Here the n=6 results:

violanda.    1           
emerigo.     1           
cordelia.    1           
mirco.       1           
carolino.    1           
arina.       1           
azzurro.     1           
fiolomea.    0           
martano.     1           
flamiana.    0   
  1. Overfitting. In these results, I appended a 1 when the generated sample belongs to the original dataset. We see that the model learns by heart most of the examples and it can produce little variability beyond that. This is a manifestation of overfitting.

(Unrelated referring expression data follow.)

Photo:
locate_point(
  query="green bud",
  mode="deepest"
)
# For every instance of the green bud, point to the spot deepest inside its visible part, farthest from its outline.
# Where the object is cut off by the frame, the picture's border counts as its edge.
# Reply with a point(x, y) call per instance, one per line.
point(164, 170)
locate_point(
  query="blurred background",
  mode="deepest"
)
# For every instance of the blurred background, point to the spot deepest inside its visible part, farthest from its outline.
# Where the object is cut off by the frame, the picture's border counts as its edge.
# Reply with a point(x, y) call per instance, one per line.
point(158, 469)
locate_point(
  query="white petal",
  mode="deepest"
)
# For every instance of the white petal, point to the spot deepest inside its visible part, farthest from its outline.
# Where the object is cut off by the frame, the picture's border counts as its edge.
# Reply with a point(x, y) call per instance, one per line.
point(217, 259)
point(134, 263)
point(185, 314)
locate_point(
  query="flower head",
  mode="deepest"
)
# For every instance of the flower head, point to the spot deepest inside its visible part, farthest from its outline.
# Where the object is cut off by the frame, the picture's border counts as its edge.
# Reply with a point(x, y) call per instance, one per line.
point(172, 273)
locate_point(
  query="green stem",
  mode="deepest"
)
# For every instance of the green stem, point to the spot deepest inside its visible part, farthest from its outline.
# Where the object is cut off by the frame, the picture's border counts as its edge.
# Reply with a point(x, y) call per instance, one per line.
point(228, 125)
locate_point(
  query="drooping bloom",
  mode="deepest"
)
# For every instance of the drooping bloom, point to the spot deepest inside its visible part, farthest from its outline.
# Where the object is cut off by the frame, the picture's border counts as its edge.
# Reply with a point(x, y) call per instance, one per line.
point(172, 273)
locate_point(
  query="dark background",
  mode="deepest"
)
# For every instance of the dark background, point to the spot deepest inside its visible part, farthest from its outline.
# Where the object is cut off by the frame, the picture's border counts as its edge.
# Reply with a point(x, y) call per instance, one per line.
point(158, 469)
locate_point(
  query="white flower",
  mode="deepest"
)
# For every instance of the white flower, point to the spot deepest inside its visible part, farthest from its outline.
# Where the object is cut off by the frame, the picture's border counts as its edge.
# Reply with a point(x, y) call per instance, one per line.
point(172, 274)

  2. Long-range context. When the average word length gets large (>>n), n-grams fail to capture long-range correlations between characters.

Do modern artificial neural networks 🤖 overcome these limitations and give better results? Moreover, how do we decide if a model is better than another, beyond anecdotal evidence?

We will give answers to these questions in the following posts on this topic, stay tuned. 📻

PS: How to generate new words from the model

We briefly illustrate here how to generate new words given the model. We consider the case n=3. We built the matrix \(N(c_i, c_{i-1}, c_{i-2})\) by counting the occurrences of the three consecutive chars \(c_{i-2}c_{i-1}c_i\) in the data samples. Notice that all words in the dataset are now augmented with n-1 leading "." and 1 trailing ".". This is to capture the statistics of the first n-1 characters, which do not have n-1 predecessors.

We normalize the first dimension of \(N\) to obtain the conditional probability of a character given the previous n-1s,

\[P(c_i \,\vert\, c_{i-1}, c_{i-2}) = \frac{N(c_i, c_{i-1}, c_{i-2})}{\sum_{c_i} N(c_i, c_{i-1}, c_{i-2})}.\]

Finally, to sample a new word, we make use of our special character ".". The first char is sampled according to \(c_1 \sim P(c \,\vert\, .\,,\, .\,).\) Then, we sample \(c_2\) from \(P(c \,\vert\, c_1,\, .\,)\), \(c_3\) from \(P(c \,\vert\, c_2, c_1)\) and so on, until we sample the stopping char ".". We got our new word \(c_1c_2\dots c_m\), where \(c_m = \,.\,\).